Source: U.S. Energy Information Administration
These bottlenecks will present aggravations that potentially slow production growth over the next couple years, LeBlanc says. However, these are solvable problems and shouldn't impact the long-term growth prospects too much.
The industry also has to build out new pipelines and other transportation infrastructure to move oil from wells to market. The industry has seen a surge of opposition around megaprojects, like the Dakota Access and the Keystone XL pipelines, but LeBlanc said projects within oil-friendly states like Texas are unlikely to run into significant roadblocks.
But there is still a longer-term structural problem. Infrastructure companies typically need a roughly 30-year commitment to justify building a pipeline. That can be a risky endeavor in shale fields, where the decline rates of wells or a sudden exit of drillers from a region could impact how much crude is flowing through lines — and the profitability of expensive projects.
"There's a real mismatch between the risk profile of upstream players and the risk profile of midstream players," LeBlanc said, using industry terms for oil drillers and pipeline operators, respectively.
Over the next five years, the amount of cash that gets put to work in U.S. shale fields will play a major factor in future output.
Right now few drillers have assets that are good enough to produce cash sufficient to cover the cost of future production. That means frackers remain dependent on debt, equity and other types of outside capital to replenish rapidly depleting wells.

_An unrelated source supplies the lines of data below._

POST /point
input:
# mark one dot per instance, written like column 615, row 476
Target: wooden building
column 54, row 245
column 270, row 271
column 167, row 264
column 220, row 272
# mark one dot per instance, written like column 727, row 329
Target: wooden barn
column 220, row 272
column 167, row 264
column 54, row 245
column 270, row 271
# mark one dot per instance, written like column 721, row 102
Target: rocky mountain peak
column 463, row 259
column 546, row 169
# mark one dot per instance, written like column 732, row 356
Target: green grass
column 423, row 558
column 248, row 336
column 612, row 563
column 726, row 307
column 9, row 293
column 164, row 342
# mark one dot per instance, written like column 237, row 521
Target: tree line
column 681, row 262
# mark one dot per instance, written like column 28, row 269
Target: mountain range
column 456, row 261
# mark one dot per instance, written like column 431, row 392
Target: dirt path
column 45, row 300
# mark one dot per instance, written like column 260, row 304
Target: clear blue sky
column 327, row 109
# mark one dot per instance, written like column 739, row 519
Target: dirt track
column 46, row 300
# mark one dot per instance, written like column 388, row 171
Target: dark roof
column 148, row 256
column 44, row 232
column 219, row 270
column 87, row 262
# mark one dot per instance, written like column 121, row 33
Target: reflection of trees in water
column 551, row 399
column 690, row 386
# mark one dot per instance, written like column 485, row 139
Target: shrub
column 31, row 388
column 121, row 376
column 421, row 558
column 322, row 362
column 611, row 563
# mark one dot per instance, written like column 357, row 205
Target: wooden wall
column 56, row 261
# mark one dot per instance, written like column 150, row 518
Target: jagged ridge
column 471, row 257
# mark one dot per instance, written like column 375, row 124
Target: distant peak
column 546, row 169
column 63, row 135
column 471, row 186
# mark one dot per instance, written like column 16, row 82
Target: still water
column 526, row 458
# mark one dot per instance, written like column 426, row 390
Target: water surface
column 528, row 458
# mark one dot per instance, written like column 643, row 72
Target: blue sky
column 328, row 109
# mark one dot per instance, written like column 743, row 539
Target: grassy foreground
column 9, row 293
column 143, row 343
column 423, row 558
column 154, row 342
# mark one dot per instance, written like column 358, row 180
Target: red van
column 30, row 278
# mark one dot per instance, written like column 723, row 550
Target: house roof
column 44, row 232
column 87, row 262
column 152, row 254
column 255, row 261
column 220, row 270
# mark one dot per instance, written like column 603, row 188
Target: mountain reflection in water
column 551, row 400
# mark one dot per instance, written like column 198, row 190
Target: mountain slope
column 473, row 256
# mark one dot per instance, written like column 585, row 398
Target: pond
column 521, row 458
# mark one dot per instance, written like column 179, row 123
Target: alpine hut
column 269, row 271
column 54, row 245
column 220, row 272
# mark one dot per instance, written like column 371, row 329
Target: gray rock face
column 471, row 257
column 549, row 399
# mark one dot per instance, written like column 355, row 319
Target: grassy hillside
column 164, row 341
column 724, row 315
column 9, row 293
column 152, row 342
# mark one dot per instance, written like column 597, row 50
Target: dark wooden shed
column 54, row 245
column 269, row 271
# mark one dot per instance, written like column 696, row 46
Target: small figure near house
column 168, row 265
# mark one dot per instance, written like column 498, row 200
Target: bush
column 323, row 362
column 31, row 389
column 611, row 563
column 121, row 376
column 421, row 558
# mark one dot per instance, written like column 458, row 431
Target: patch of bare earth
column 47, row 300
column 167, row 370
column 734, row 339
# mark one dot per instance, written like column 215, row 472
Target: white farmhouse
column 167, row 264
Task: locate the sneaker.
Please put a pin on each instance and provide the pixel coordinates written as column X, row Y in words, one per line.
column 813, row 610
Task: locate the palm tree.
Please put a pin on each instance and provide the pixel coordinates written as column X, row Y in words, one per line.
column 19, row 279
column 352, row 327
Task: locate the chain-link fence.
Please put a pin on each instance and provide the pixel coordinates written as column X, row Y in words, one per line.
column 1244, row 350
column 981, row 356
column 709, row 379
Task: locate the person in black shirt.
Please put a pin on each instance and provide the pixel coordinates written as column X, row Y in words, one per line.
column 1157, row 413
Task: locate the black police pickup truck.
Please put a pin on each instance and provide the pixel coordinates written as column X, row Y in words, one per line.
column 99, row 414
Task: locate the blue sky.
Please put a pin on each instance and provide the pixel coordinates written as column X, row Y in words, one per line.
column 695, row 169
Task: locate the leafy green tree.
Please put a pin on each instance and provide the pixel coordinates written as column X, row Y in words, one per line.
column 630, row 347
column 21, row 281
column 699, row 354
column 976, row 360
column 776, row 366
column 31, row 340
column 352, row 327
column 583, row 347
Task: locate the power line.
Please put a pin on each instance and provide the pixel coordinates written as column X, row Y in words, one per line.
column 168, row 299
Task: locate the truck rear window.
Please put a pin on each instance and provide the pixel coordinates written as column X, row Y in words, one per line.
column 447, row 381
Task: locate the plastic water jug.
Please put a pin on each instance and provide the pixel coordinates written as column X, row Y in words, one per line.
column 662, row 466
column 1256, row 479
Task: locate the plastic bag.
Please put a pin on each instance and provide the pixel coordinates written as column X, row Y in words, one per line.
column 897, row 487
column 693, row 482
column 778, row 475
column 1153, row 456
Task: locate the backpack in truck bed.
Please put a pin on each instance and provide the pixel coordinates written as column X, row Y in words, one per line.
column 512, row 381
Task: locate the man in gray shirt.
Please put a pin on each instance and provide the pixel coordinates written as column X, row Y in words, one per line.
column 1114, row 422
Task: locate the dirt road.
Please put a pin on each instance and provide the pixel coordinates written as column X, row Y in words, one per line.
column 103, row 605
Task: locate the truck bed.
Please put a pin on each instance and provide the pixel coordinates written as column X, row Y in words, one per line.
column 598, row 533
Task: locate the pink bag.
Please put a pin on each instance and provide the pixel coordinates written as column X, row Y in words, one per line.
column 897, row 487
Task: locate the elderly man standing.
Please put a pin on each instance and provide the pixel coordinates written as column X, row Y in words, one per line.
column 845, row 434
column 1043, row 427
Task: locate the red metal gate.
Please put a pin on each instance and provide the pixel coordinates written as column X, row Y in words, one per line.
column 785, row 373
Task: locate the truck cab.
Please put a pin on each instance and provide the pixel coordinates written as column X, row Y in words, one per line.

"It's the secret fuel for the shale revolution — the U.S. capital market and the ability to get lots of money very quickly," said LeBlanc.
U.S. shale regions
Source: U.S. Energy Information Administration
At least some flows could start drying up soon. Last year shareholders began signaling to drillers that they want to start seeing a return on their investments after years of debt fueled growth. Now more drillers are exercising tighter discipline and trying to fund growth with cash generated from operations.
If drillers start dialing back reinvestment, annual growth rates could look more like 200,000 barrels a day, with better returns for shareholders, rather than 1 million barrels a day, said LeBlanc.
Still, he believes capital will remain available. For one, private equity firms still have a lot of dry powder to invest. (Dry powder is money raised but not yet invested.) Also, oil giants like ExxonMobil and Chevron have pivoted to U.S. shale fields, and they may increasingly redirect money to those operations from more conventional projects in places like Nigeria and Kazakhstan.
While there is still plenty of shale oil to produce, drillers have already burned through the best acreage in some of the nation's shale fields, LeBlanc said. Other regions could soon be headed for what he calls "sweet spot exhaustion."
This is already playing out in some mature regions, like the Barnett Shale in Texas and the Fayetteville in Arkansas. In the coming years it could be a problem in North Dakota's Bakken and the Eagle Ford in southern Texas, LeBlanc said.
However, if technology can improve faster than rock-quality degrades, drillers can keep growing production and even lower the cost of extracting oil, according to LeBlanc. But if advances in technology can't keep up with the hollowing out of the best wells, then drillers won't be able to deploy cash efficiently.
"The thing that delays sweet-spot exhaustion is technology," LeBlanc said.
"That's going to determine whether you get growth through the 2030s or 2023."
Drillers weathered the three-year oil price downturn by securing discounts from service companies and moving their rigs to places where they could produce oil at low cost. At the same time, they've improved efficiency by drilling longer horizontal wells and fine-tuning the intensity of fracking.
The industry still has more levers to pull, and it's probably only in the sixth or seventh inning when it comes to how far the technology can advance, said LeBlanc.